Directed instruction, in its crudest form, is the “old fashion” way of teaching. The teacher is at the front of the class directing the students to a new level of understanding in a very specific teacher-directed manner.
Robyler, M.D. et al(1999) summarize the characteristics of directed instruction:
Focus on teaching sequences of skills that begin with lower-level skills and build to higher-level skills.
Clearly state skill objectives with test items matched to them.
Stress more individualized work than group work.
Emphasize traditional teaching and assessment methods: lectures, skill worksheets, activities and tests with specific expected responses.
Here are some components for a recent model of directed instruction.
On the other hand, today’s widely accepted models for instruction are based in the constructivist way of learning. Robyler, M.D. et al(1999) summarize the characteristics of constructivist instruction:
Focus on learning through posing problems, exploring possible answers, and developing products and presentations.
Peruse more global goals that specify general abilities such as problem solving and research skills.
Stress more groups work than individualized work.
Emphasize alternative learning and assessment methods: exploration of open-ended questions and scenarios, doing research and developing products; assessment by student portfolios, performance checklists, and tests with open-ended questions; descriptive narratives written by teachers.
Further reading on the concept of constructivism:
Comparison of Three General Theories
A good overview of behaviorism, cognitivism and constructivism. These pages have been re-created using an Internet “way-back machine” and converted to pdf format. Consequently all external links may not function as designed.
Theoretical Basis for Directed Instruction
Please read the following summary:
Theoretical Basis for Constructivist Instruction
The above summaries for Skinner, Piaget, Cognitive Pysch. and Vygotsky were taken from a site written by Isidro Grau, IV
Week 1/2 Discussion Questions
Respond to these questions in the discussion forum of which you are a member found in the Moodle discussions area. Please have your posting done by Sunday of Week 2 of the course. The rest of week 2 will be used for class members to respond to the postings of your class mates.

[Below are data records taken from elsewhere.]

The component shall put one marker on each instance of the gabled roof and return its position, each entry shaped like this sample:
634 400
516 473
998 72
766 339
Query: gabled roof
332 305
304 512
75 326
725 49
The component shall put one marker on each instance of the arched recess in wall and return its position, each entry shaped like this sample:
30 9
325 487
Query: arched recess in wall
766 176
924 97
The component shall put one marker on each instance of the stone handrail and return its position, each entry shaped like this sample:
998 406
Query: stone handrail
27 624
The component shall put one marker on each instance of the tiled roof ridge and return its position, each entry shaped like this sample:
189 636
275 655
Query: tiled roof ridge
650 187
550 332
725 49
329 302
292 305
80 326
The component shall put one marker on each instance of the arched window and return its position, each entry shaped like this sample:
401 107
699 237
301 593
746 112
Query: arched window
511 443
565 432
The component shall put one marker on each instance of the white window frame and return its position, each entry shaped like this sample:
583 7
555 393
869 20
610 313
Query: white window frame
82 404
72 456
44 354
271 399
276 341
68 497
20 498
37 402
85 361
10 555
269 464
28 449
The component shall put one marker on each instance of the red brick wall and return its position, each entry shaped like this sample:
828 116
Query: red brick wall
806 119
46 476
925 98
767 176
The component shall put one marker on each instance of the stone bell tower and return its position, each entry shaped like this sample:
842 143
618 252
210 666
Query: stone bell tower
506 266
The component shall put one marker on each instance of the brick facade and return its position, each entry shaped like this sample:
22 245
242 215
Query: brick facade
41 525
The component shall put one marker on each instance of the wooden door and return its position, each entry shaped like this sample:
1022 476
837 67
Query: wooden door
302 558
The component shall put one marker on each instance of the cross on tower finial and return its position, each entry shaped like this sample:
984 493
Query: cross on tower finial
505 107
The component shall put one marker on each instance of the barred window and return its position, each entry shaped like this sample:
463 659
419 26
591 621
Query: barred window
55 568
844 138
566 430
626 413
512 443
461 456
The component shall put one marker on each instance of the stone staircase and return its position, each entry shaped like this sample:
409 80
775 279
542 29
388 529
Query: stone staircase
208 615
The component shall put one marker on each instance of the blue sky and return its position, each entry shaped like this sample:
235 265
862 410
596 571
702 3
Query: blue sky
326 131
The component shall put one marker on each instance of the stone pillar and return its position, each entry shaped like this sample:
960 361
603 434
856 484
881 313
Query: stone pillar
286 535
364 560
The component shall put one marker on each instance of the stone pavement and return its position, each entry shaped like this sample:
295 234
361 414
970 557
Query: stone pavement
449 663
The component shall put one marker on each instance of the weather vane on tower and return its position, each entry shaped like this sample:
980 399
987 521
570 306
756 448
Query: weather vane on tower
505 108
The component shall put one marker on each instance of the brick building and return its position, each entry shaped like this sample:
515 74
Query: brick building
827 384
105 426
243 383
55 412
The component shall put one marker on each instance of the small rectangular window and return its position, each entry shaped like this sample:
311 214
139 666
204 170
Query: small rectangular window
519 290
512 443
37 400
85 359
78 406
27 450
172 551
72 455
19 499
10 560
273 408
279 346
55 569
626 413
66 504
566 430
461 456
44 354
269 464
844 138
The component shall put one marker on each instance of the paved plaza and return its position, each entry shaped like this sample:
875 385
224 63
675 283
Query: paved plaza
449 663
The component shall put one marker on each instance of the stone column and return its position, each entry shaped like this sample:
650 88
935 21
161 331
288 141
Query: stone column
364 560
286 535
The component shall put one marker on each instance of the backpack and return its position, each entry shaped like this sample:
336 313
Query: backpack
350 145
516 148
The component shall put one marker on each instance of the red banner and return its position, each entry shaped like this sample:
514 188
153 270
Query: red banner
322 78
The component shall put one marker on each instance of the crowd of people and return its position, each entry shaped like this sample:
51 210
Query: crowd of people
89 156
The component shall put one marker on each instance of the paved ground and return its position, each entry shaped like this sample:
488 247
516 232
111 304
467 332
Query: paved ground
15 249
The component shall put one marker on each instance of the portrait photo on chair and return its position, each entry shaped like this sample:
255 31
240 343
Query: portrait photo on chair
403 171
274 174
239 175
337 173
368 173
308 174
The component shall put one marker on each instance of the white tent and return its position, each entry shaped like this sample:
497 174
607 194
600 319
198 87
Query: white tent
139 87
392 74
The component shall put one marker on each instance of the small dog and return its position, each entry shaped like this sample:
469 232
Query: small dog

Throughout the course, please keep in mind that the medium is not the message. Distance education is not about learning and using technology and the curriculum of this course is also not about learning technology. Please read The Medium is Not the Message and post your thoughts.
If you were to choose one particular learning theory that best fits direct instruction, which would it be and why?
If you were to choose one particular learning theory that best fits the constructivist approach, which would it be and why?
By drawing upon past life and/or teaching experiences, where has direct instruction worked for you?
By drawing upon past life and/or teaching experiences, where has the constructivist style worked for you?